Puisque le libre marché ne peut pas toujours se réguler par lui-même, le gouvernement a la responsabilité de baisser les taux et d'augmenter ses dépenses (quitte à essuyer des déficits) lorsque l'économie est morose, et de faire le contraire lorsque l'économie fonctionne bien.
Selon Keynes et d'après l'histoire économique, ce n'est pas une bonne idée de laisser les marchés à eux-mêmes, car cela mène inévitablement à des excès et à de douloureuses corrections. Il a également déclaré que le rôle du gouvernement était de maintenir le taux de chômage à un niveau minimal tout en gardant l'inflation à un niveau raisonnable.

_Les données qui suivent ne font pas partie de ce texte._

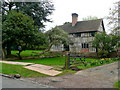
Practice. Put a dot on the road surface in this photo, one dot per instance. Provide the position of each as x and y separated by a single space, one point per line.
17 83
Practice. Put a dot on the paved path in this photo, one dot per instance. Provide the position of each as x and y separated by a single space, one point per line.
36 67
17 83
98 77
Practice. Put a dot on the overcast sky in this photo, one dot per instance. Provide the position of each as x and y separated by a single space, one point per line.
84 8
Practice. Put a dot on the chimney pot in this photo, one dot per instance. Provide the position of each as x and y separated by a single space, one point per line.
74 18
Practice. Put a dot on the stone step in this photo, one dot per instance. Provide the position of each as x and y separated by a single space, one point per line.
42 66
48 72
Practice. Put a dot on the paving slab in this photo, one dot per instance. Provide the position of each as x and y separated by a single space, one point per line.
18 63
42 66
44 71
104 72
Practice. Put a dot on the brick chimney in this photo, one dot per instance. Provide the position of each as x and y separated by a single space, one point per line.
74 18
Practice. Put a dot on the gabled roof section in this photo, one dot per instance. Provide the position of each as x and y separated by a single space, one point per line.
83 26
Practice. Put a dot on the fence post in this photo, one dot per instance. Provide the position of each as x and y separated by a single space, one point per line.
67 61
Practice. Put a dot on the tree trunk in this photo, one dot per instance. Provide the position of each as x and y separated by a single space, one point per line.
49 47
3 53
8 50
19 56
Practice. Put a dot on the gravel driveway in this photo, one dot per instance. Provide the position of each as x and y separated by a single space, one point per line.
98 77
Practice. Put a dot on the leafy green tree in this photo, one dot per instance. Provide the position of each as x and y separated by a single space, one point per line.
17 29
56 36
114 17
104 44
39 11
90 18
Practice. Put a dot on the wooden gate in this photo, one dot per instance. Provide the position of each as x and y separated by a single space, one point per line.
73 59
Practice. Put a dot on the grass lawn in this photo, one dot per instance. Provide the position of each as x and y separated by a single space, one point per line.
117 84
60 62
18 69
26 52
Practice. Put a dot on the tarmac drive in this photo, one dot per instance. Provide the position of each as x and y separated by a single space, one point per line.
98 77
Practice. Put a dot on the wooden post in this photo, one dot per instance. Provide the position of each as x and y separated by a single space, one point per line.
67 61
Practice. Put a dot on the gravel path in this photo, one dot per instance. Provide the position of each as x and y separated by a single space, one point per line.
99 77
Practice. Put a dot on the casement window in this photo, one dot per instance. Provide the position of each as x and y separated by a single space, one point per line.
78 35
85 45
92 34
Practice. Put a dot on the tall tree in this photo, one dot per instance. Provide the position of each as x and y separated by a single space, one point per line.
39 11
17 29
56 36
90 18
105 44
114 17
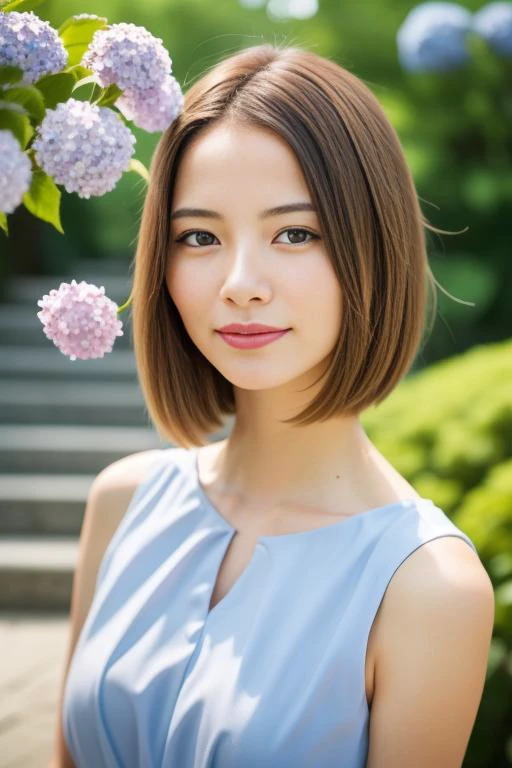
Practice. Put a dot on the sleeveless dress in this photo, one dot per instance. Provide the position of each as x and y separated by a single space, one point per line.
273 675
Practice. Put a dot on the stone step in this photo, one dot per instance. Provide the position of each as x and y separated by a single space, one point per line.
69 449
36 573
49 402
20 326
46 505
49 364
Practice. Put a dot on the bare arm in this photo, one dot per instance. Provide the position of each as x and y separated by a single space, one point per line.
432 658
107 502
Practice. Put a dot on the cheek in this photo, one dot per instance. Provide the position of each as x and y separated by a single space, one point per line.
183 288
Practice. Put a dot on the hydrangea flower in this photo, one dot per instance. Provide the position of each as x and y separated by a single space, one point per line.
28 42
83 146
433 37
156 108
80 320
80 16
127 55
493 22
15 172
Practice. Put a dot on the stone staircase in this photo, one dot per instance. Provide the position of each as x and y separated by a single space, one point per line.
61 422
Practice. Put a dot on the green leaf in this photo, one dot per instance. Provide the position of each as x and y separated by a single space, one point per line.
10 74
21 5
76 35
18 124
3 222
56 88
28 97
43 199
109 96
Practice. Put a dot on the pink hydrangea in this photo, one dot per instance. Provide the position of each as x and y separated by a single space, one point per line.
80 320
154 109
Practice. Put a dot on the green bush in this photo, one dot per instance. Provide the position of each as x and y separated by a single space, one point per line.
448 430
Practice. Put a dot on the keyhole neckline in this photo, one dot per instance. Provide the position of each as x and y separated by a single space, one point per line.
276 539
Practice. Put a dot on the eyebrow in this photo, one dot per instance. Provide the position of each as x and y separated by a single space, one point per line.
277 211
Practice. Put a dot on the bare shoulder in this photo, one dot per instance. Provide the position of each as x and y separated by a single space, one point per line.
125 474
435 631
445 571
109 497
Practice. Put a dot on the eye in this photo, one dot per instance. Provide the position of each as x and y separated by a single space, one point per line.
299 232
202 234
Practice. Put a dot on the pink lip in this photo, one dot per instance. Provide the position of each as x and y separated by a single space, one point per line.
249 328
251 340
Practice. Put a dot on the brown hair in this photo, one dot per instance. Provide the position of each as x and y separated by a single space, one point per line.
369 216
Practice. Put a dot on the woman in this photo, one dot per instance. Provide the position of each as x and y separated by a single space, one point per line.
281 597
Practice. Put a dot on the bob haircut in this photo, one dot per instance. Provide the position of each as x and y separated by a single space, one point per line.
369 216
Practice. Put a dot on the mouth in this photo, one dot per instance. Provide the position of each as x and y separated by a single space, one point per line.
251 340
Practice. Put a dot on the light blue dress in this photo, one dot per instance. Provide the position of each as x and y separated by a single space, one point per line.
273 676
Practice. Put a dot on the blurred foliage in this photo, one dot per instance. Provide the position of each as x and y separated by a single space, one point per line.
455 129
448 430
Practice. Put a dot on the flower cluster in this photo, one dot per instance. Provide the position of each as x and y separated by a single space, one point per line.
15 172
84 147
28 42
159 107
133 59
434 35
80 320
493 22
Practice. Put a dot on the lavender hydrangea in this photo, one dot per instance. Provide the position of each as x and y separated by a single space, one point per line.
15 172
433 37
28 42
129 56
80 16
80 320
154 109
493 23
84 147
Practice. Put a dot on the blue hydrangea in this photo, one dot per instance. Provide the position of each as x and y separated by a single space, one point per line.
15 172
156 108
433 37
493 22
28 42
129 56
84 147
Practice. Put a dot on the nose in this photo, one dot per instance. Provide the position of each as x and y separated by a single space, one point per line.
245 278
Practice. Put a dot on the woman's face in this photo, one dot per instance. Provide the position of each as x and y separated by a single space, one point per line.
237 264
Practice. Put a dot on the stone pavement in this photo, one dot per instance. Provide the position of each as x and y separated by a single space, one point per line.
32 655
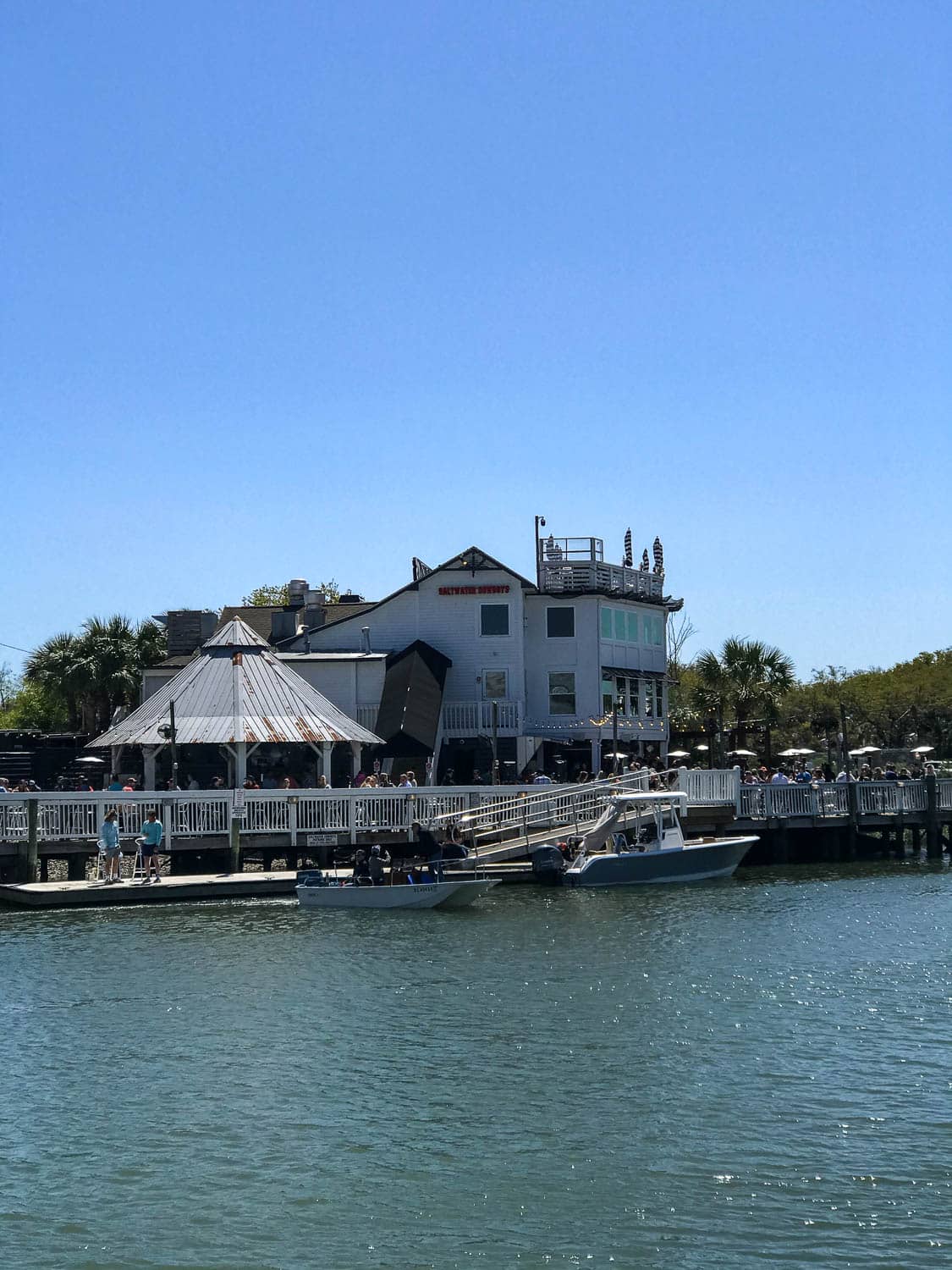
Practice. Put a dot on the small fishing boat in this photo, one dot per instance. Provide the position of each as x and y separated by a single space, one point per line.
316 891
621 851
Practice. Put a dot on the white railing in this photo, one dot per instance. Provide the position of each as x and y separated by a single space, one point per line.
489 809
832 799
597 576
707 787
475 718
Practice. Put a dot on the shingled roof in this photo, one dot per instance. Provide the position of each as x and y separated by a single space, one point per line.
236 690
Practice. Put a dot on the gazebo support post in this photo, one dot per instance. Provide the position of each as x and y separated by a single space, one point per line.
149 754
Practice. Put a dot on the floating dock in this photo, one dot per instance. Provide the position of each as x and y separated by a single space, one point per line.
188 888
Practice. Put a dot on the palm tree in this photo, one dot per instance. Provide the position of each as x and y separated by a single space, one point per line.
99 670
748 677
60 668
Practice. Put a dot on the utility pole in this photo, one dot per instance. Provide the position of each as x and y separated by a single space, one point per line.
172 747
845 738
540 523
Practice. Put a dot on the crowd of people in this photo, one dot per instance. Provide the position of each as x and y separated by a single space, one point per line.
804 775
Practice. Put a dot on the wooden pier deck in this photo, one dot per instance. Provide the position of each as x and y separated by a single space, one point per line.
190 888
184 888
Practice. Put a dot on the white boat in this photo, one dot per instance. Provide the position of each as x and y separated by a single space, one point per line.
652 848
316 892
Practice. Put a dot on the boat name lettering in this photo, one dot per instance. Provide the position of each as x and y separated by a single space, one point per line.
475 591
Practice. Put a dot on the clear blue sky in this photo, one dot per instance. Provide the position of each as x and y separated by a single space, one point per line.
307 289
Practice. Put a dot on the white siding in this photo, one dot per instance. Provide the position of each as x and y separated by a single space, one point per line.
448 622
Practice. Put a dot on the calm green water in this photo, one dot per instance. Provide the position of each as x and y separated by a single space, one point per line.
733 1074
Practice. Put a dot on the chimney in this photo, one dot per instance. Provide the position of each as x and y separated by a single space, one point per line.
283 625
314 616
187 629
297 592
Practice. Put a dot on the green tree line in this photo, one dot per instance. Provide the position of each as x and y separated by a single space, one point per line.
749 693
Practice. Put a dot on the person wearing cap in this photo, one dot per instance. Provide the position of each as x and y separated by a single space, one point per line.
377 863
109 843
151 841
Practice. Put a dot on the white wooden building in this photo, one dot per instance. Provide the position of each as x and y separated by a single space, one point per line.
472 654
540 665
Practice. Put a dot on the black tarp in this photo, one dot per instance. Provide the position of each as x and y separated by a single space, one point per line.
413 696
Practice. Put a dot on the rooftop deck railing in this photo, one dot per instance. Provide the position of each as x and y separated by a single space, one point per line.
614 579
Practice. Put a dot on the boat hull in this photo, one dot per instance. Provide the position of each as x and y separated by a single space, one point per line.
438 894
691 863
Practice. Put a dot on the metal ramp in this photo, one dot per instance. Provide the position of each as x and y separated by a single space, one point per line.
509 827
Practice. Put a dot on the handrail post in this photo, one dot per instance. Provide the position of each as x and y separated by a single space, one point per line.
933 840
28 850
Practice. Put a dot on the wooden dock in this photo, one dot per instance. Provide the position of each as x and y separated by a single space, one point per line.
170 889
190 888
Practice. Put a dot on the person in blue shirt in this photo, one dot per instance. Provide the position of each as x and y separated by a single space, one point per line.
151 841
109 841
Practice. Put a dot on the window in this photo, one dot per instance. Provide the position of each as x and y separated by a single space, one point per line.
624 691
607 693
654 629
626 627
621 693
494 685
561 693
654 698
560 622
494 619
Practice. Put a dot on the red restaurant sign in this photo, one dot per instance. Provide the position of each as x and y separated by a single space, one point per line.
474 591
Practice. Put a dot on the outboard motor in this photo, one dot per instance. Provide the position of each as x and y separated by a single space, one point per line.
548 864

Le gouvernement, soit par sa politique monétaire (taux d'intérêt) soit par sa politique fiscale (taux d'imposition), doit intervenir régulièrement pour réguler l'économie, la ralentir lorsqu'elle s'échauffe trop ou la stimuler lorsqu'elle ralentit trop.
On a vu à maintes reprises dans le passé que les marchés ont tendance à verser dans l'excès si le gouvernement les laisse faire. Je pense notamment à la bulle technologique de la fin des années 1990 ou à la bulle immobilière des années 2000 qui a mené à la crise financière de 2008-2009. La Grande Dépression des années 1930 est l'exemple le plus connu de l'histoire économique moderne.
À mon avis, nous vivons dans un marché qui bénéficierait de plus d'encadrement. M. Trump est un fervent supporter du libre marché et d'une réduction de la réglementation. Sur les marchés boursiers, on assiste à une recrudescence de la spéculation. Le niveau record de la marge utilisée pour investir en est un bel exemple d'une situation qui mériterait peut-être davantage d'encadrement.
Source : Advisor Perspectives / VettaFi, avril 2026.
Dans sa lettre annuelle de 2026, GatesNotes, Bill Gates a écrit : « Certains problèmes exigent bien plus que de simplement laisser les incitatifs du marché suivre leur cours. »
Selon Gates, le premier domaine où l'intervention des gouvernements est critique est la lutte contre les changements climatiques. « Sans une taxe carbone mondiale d’envergure (qui est, malheureusement, politiquement irréalisable), les forces du marché n’incitent pas adéquatement à la création de technologies visant à réduire les émissions liées au climat. »
Une autre sphère où un encadrement serré me semble critique est l'IA.
J'ai l'impression que ce domaine est un peu l'équivalent du Far West, en particulier aux États-Unis, qui ne semblent pas trop intéressés à intervenir pour réguler ce secteur en pleine croissance. Le lancement récent de Claude Mythos d'Anthropic, le 7 avril dernier, pourrait changer la donne. Selon The Economist, « la plus récente création de ce concepteur de modèles [Claude Mythos] est si étonnamment performante pour détecter des vulnérabilités logicielles que, entre de mauvaises mains, elle pourrait menacer des infrastructures critiques, des banques aux hôpitaux. Les modèles d’IA présentent également de plus en plus d’autres risques, allant des dangers pour la biosécurité aux arnaques à grande échelle. »
Comme dans bien d'autres sphères, l'équilibre devrait être recherché. Les gouvernements doivent trouver le juste milieu entre l'interventionnisme et le laissez-faire total. Je crois toutefois que laisser les marchés et les investisseurs totalement à eux-mêmes est une recette pour des accidents.